CAPITOLO XIX.

LA BATTAGLIA DI BETHHORON.

Giosuè 10:1 .

Fuori dalla più grande confederazione di tutti i capi cananei contro Giosuè e il suo popolo registrata all'inizio del cap. 9, un numero minore, guidato da Adonizedec, intraprese il compito speciale di castigare i Gabaoniti, che non solo si erano rifiutati di unirsi alla confederazione, ma, come si pensava, vilmente e perfidamente si arrese a Giosuè. È interessante trovare il re di Gerusalemme, Adonizedec, che porta un nome così simile a quello di Melchisedec, re di Salem, ai tempi di Abramo.

Senza dubbio, dai tempi di Girolamo, ci sono stati alcuni che hanno negato che la Salem di Melchisedec fosse Gerusalemme. Ma la grande massa d'opinione è favorevole all'identità dei due luoghi. Melchisedec significa Re di Giustizia; Adonizedec, Signore di giustizia; in sostanza lo stesso. Era un nome sorprendente per un sovrano, ed era straordinario che fosse stato mantenuto così a lungo, sebbene al tempo di Adonizedec il suo significato fosse stato probabilmente dimenticato.

Gerusalemme non era che cinque miglia a sud di Gabaon; le altre quattro capitali, i cui capi si unirono alla spedizione, erano più lontane. Hebron, diciotto miglia a sud di Gerusalemme, fu memorabile nella storia patriarcale come dimora di Abramo e luogo di sepoltura della sua famiglia; Jarmuth, appena menzionato nella storia successiva, è ora rappresentato da Yarmuk, a sei miglia da Gerusalemme; Lachis, di cui abbiamo frequente menzione nella Scrittura, è probabilmente rappresentata da Um Lakis, circa quindici miglia a sud-ovest di Gerusalemme; e Eglon da Ajlan, un po' più a ovest.

I cinque piccoli regni abbracciavano la maggior parte del territorio in seguito conosciuto come la tribù di Giuda, e dovevano essere molto più che una partita per Gabaon.
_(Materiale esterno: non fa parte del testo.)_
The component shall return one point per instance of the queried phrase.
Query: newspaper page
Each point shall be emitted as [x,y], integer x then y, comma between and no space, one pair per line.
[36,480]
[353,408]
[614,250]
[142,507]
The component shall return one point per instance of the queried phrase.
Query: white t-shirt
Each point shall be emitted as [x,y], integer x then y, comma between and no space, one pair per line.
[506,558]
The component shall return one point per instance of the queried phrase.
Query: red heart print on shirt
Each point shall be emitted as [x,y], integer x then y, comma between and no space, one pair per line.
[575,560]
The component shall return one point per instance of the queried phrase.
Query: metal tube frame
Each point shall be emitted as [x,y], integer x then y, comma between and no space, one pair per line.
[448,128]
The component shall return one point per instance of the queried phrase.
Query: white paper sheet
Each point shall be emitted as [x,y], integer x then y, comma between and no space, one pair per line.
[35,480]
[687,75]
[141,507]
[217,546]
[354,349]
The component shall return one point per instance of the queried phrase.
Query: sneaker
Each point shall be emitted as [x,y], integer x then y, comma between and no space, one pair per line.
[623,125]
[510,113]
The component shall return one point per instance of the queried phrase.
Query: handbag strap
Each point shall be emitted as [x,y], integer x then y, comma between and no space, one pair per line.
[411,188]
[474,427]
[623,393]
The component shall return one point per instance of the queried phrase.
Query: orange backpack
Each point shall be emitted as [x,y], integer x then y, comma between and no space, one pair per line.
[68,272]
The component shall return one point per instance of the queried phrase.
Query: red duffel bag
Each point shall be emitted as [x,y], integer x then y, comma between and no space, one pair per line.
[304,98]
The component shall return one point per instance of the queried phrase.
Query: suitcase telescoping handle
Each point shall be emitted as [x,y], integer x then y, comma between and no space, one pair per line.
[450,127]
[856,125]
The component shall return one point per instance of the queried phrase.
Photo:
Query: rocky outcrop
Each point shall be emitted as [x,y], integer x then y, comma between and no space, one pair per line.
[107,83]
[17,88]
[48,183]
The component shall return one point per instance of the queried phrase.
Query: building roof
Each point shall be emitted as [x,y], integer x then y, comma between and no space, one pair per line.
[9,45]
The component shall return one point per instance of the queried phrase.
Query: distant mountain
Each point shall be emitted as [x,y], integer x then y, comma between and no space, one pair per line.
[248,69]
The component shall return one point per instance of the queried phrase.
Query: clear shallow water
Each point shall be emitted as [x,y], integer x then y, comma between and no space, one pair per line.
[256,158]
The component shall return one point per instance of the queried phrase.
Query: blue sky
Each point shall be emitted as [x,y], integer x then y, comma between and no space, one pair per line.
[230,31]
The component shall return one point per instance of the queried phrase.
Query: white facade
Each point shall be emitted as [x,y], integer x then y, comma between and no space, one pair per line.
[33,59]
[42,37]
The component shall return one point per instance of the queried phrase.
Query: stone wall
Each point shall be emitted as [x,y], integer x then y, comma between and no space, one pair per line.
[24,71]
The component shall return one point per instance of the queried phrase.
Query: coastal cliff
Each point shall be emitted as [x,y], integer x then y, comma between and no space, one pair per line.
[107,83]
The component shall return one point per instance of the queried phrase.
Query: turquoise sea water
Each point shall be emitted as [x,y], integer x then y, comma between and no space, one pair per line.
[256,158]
I loro capi sono chiamati "i cinque re amorrei", ma ciò non implica che fossero esclusivamente della razza amorrei, poiché "amoreo", come "cananeo", è spesso usato genericamente per indicare gli abitanti interi (come in Genesi 15:16 ).

I cinque capi erano così vicini a Gabaon che era del tutto naturale per loro intraprendere questa spedizione. Senza dubbio ritenevano che, stipulando un trattato con Giosuè, i Gabaoniti avessero rafforzato le sue mani e indebolito quelle dei suoi avversari; avevano reso più difficile la resistenza a Giosuè per la confederazione, e quindi meritavano di essere puniti. Rivoltare le armi contro Gabaon, quando avevano a che fare con Giosuè, era probabilmente un'azione poco saggia; ma alle loro risorse sembrerebbe un compito molto facile.

Gabaon non godeva di quell'aiuto da parte di un grande Potere invisibile che rendeva Giosuè così formidabile; non avrebbero mai potuto immaginare che Giosuè sarebbe venuto in aiuto dei suoi nuovi alleati, e con l'aiuto di Dio avrebbe inflitto loro una schiacciante sconfitta. "Il Signore annulla il consiglio dei pagani, rende inutili i dispositivi del popolo. Il consiglio del Signore rimane per sempre, i pensieri del Suo cuore per tutte le generazioni."

Il caso era molto grave per i gabaoniti. Poiché Gabaon si trovava così vicino a Gerusalemme e alle città degli altri confederati, è probabile che l'apparizione del nemico davanti alle sue mura fosse il primo, o quasi, il primo segnale dell'imminente attacco. Alla loro estremità inviarono a Giosuè implorando aiuto, e i termini in cui lo pregarono di non perdere un momento, ma di venire da loro alla massima velocità, mostrano l'urgenza del loro pericolo.

Appellarsi a Giosuè dopo la loro vergognosa frode era una presunzione, a meno che - e questo è molto improbabile - il trattato tra loro avesse promesso protezione dai nemici. Se Giosuè fosse stato di natura meschina, avrebbe ridacchiato per la loro angoscia e si sarebbe congratulato con se stesso che ora si sarebbe sbarazzato di questi Gabaoniti senza problemi da parte sua. Ma la stessa generosità che si era rifiutata di approfittare della loro frode quando è stata scoperta si è mostrata in questo momento del bisogno.

Giosuè era accampato a Ghilgal sulle rive del Giordano; poiché gli argomenti che suppongono che sia stato in un'altra Ghilgal non sono coerenti con i termini usati nella narrazione (es. Giosuè 10:9 , "è salito da Ghilgal tutta la notte"). Da Gilgal a Gabaon la distanza supera le venti miglia, e gran parte della strada è ripida e difficile.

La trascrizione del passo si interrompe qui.